All this is work in progress. I am writing a book on it; you can download a preliminary version from my webpage at http://people.maths.ox.ac.uk/~joyce/

Xue-Mei Li (University of Warwick): Effective diffusions on OM
We investigate random perturbations of vertical diffusions on the orthonormal frame bundle. From the conserved quantities such as the momentum and eigenvalues of the the vertical derivative flow we obtain a system of effective diffusions.

Mark Pollicott (University of Warwick): Circle packing, reflections and ergodic theory geometry
Circle packings have been studied by Apollonius, Descartes, Soddy and, more recently Sarnak, Bourgain, Oh et al. We discuss statistical properties of some circle packings and, more general, configurations of circles in the plane arising from reflections. We use techniques from ergodic theory and Thermodynamic Formalism.

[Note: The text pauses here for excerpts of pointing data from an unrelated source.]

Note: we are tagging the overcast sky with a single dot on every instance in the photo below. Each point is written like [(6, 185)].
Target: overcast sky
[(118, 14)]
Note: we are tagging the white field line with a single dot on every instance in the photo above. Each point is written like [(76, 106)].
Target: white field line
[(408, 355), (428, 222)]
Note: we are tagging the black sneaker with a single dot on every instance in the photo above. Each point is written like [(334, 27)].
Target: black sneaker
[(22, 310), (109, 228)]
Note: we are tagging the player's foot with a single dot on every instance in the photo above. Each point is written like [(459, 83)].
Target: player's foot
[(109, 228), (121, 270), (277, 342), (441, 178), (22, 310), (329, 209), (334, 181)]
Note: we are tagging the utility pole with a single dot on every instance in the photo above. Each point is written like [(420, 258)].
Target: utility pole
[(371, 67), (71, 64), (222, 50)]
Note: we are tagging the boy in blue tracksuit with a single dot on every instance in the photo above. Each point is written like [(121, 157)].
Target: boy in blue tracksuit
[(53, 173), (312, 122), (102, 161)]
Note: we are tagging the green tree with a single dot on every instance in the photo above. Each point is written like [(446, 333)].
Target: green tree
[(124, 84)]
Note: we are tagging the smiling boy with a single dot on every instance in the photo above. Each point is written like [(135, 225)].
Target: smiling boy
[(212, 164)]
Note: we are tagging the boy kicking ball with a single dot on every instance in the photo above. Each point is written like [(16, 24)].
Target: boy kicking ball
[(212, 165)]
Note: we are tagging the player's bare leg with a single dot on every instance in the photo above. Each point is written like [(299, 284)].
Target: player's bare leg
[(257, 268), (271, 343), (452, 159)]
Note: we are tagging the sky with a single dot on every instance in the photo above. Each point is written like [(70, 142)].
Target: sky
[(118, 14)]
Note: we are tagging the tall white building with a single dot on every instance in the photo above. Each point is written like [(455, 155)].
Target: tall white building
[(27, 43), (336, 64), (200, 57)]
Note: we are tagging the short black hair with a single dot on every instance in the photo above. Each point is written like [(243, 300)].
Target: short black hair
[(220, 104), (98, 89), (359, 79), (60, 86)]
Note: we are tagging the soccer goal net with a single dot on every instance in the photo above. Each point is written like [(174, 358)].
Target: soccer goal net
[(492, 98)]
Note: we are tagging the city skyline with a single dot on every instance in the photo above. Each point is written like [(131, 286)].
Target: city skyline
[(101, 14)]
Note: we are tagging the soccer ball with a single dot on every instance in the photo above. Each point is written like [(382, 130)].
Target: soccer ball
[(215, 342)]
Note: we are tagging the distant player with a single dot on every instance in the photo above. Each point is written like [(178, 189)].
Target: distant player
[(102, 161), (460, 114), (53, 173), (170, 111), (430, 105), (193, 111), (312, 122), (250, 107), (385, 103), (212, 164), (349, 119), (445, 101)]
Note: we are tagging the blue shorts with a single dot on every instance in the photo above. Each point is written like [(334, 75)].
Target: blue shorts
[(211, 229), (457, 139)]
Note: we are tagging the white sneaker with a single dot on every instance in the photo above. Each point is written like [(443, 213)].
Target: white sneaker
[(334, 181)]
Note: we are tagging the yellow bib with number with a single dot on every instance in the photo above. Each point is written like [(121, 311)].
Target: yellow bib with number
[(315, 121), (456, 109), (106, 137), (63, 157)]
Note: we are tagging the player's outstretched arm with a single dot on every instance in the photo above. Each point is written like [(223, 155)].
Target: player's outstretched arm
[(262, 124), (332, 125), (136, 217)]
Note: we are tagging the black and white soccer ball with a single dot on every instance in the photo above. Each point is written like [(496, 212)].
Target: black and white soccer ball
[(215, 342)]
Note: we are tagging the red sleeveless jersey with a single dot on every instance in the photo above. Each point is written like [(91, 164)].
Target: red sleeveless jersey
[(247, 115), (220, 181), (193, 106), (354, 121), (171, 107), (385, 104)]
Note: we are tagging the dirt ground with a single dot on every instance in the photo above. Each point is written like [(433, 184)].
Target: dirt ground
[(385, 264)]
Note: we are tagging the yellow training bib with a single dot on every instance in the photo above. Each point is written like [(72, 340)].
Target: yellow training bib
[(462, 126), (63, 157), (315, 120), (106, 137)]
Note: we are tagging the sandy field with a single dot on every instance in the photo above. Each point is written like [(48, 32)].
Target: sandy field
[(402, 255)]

Tadashi Tokieda (University of Cambridge): What happens when we add many relativistic velocities
A neat formula is presented for addition of an arbitrary number of relativistic velocities in (1+1)-dimensional space-time in terms of elementary symmetric polynomials. Such a formula looks ungeneralizable to (1+3)-dimensions since Lorentz boosts do not commute in space dimension > 1. Nevertheless we find a generalization, by maneuvering inside the Clifford algebra of Minkowski space regarded as quaternions tensored with themselves. One or two physical applications are given.

Further abstracts of lecture courses and guest lectures will be added to this page in due course.